Ted Cruz took the Senate floor yesterday to stand in support of defunding Obamacare, delivering one of the longest Senate speeches in history.

He stands as he professes his dedication toward representing the will of the American people. He calls on Washington to do the same. His epic speech comes one day before the Senate votes on a bill that determines federal spending for Obamacare.

Cruz has stood on the floor for 20 hours at this point, defending what he calls the will of the American people. While many may dispute the truth to such a claim, there is no arguing that he is doing what he thinks is best for the citizens of this country. He is standing as resistance on the slippery slope to a single payer healthcare system in America.

His efforts rallied all of his grassroots supporters around him. He was even joined on the Senate floor throughout the day by Republican Senators David Vitter of Louisiana, Mike Lee of Utah, Jeff Sessions of Alabama, Pat Roberts of Kansas, Mike Enzi of Wyoming, James Inhofe of Oklahoma, Marco Rubio of Florida and Rand Paul of Kentucky.
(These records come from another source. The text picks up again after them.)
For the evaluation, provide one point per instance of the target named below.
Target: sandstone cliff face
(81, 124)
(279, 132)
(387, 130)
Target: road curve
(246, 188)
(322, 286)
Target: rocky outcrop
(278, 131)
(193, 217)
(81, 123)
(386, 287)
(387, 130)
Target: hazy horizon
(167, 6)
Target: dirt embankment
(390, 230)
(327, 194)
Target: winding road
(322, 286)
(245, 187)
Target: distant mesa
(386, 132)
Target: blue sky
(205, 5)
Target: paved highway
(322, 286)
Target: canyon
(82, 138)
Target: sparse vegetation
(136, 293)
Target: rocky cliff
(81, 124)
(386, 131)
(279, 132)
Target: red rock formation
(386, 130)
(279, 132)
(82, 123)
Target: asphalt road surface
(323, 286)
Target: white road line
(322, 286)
His quasi-filibuster brought this issue back to the attention of the media and the public, monopolizing the mainstream outlets throughout the duration of his refractory speech.

He is proving the point to the Obama administration that the anti-Obamacare activists are not going down without a fight. But for all the commotion his demonstration is making, the controversy brings with it potential downsides.
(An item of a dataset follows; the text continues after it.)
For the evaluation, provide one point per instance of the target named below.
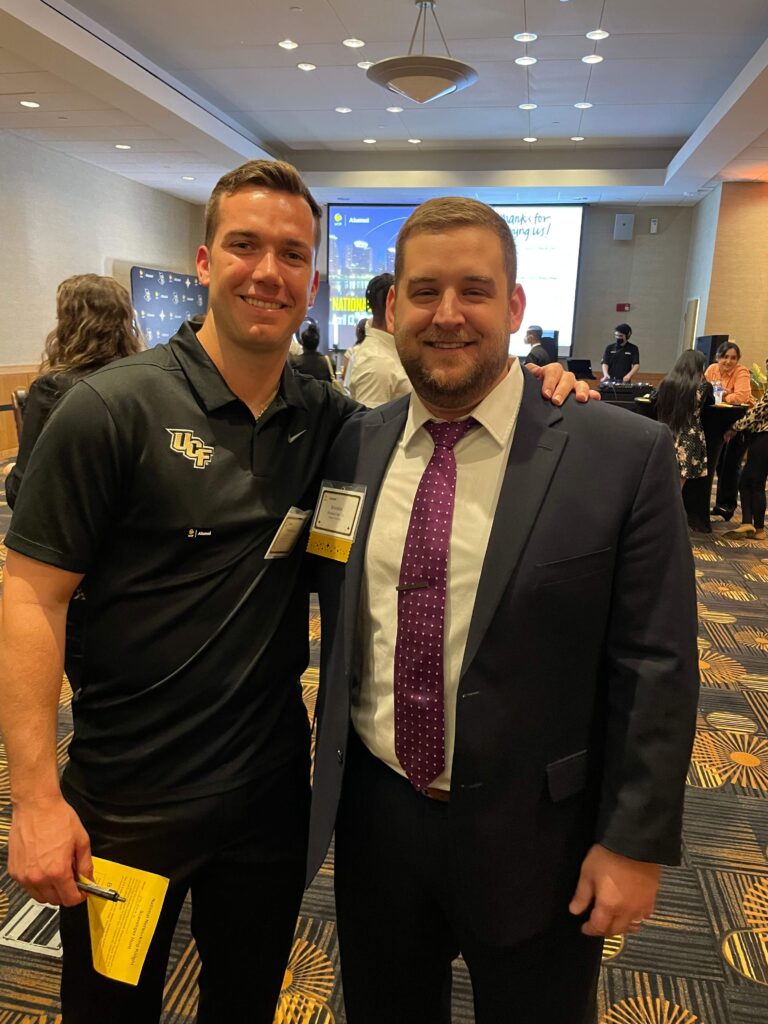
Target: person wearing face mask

His public outcry has the potential to shut down the government, which is unlikely, but considered a drastic situation to many politicos just the same. The Senate has to send their revised version of the bill back to the House, who then has to approve funding for the government – and all this must happen before October first.

Wednesday at 1 pm is the latest time that the Senate‘s upper chamber can take their first vote to defund Obamacare, and Harry Reid was sure to make clear that this will happen regardless how long Cruz talks. “I want to make sure everyone understands: There is no filibuster today,” said Reid.

But while the threat Cruz presents may not be all that threatening, his lengthy speech has irritated some of his fellow Republican senators –including Mitch McConnell – who were in favor of (tweaking, but) approving the legislation. His performance didn’t lose him any of his supporters, but it didn’t gain him any either. Defunding Obamacare is a divisive issue even among the right, so the rumored presidential candidate hopeful isn’t really doing himself any favors with his impassioned monologue.

And what is perhaps more, he isn’t doing the Republican Party any favors by giving party members a new issue with which to disagree. This display even leaves me torn down the middle; I want to “cruise with Cruz” and support his move to filibuster, but I cannot help but be skeptical that it won’t produce any desirable outcomes.

I’m not saying I don’t agree with what Ted Cruz is doing, I just think ultimately it is pointless, given all the potential bad there is to even out the good. Defunding Obamacare is going to have to happen from the ground up, and President Obama is never going to sign against his only legislative achievement. Now is not the time for Cruz’s filibuster.